Transcurrió el tiempo y un día llegó de lejanas tierras un apuesto guerrero que se prendó de la bellísima y bondadosa hija de Isaraki.

Ella enamoróse también de él y se casaron. Entonces emprendieron juntos el largo viaje hacia las tierras de donde él viniera.

El anciano cacique sintió destrozársele el corazón; pero no derramó ni una sola lágrima en la despedida. Sin embargo, le entró en el alma una tristeza honda, muy honda.

— Padre... ¡volveremos pronto! — le había dicho Iraí al partir.

Y él abrigaba esa esperanza, que era como un rayito de sol en la oscuridad de su pena.

Desde entonces, todas las tardes salía de su choza y se alejaba de ella en dirección al campo. Allí aplicaba su oreja a la tierra: el mejor medio de percibir los ruidos lejanos. Creía así oír alguna vez el paso de su hija que volvía.

Uno y otro y otro día, el anciano iba al campo y aplicaba su oreja a la buena tierra que había de avisarle el regreso de la hija ausente. Pero ésta, aunque recordaba a su padre y lo amaba como siempre lo había amado, no podía volver, y se resignaba pensando en él y pidiendo a Tupá que lo protegiera.

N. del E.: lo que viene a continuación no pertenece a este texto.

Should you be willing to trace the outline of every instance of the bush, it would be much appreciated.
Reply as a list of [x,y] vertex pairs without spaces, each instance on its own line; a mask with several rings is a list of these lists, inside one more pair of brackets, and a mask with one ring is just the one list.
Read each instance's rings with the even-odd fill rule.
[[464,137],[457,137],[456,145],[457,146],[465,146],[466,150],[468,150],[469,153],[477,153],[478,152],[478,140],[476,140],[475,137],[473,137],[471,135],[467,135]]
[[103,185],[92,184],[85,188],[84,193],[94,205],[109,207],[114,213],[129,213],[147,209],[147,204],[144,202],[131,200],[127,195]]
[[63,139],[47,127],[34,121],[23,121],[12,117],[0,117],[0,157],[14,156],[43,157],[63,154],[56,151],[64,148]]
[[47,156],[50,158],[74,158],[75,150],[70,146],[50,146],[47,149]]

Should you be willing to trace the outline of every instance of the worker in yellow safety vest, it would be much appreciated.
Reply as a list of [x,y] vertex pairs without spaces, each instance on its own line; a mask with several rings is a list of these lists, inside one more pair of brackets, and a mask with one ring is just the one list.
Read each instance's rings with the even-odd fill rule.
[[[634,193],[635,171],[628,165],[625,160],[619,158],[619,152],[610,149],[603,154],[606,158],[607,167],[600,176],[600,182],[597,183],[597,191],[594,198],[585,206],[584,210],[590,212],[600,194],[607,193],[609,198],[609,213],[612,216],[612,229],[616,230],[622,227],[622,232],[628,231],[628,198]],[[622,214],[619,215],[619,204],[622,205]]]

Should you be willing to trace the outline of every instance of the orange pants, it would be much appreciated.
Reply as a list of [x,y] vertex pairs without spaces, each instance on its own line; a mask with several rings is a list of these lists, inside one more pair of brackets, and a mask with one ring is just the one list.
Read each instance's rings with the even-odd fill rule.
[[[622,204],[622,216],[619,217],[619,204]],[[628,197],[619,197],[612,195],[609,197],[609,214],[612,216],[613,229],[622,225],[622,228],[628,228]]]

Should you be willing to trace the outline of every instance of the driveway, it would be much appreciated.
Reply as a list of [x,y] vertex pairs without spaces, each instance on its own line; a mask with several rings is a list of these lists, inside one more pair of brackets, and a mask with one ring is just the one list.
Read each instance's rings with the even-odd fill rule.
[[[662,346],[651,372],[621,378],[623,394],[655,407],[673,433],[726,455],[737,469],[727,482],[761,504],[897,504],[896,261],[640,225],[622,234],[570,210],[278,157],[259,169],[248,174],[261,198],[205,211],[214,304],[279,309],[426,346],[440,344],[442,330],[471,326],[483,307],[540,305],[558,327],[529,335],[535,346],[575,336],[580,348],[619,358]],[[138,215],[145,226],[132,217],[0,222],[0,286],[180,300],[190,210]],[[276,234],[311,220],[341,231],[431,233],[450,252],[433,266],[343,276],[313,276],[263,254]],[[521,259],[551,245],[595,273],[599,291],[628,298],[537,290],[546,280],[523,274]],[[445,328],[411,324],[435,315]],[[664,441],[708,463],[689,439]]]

Una tarde, no volvió el viejo cacique a su choza.

En la tribu se alarmaron por su ausencia y salieron buscarlo en todas direcciones. Lo hallaron sin vida, en suelo, en la misma posición de aplicar la oreja a la tierra.

Lo levantaron, y ¡cuál no sería la sorpresa que recibieron, al ver que la oreja del cacique se desprendía y se queda allí, donde tantas veces él había querido percibir la llegada de su hija!

Nuestra leyenda cuenta también que después de transcurrido un tiempo, nació en ese mismo lugar una planta que creció hasta llegar a ser un hermosísimo árbol.

Los timbúes lo llamaron Cambá-nambí, que en su lengua significa “oreja de negro”.

Es el “timbó”, también llamado pacará.

Y decían nuestros indios que en este hermoso árbol, de elevado tronco y de frondosa copa en forma de sombrilla, mora el alma del viejo cacique para divisar desde lo alto la figura de la hija cuyos pasos nunca oyó y para cobijarnos a su sombra como un amoroso padre.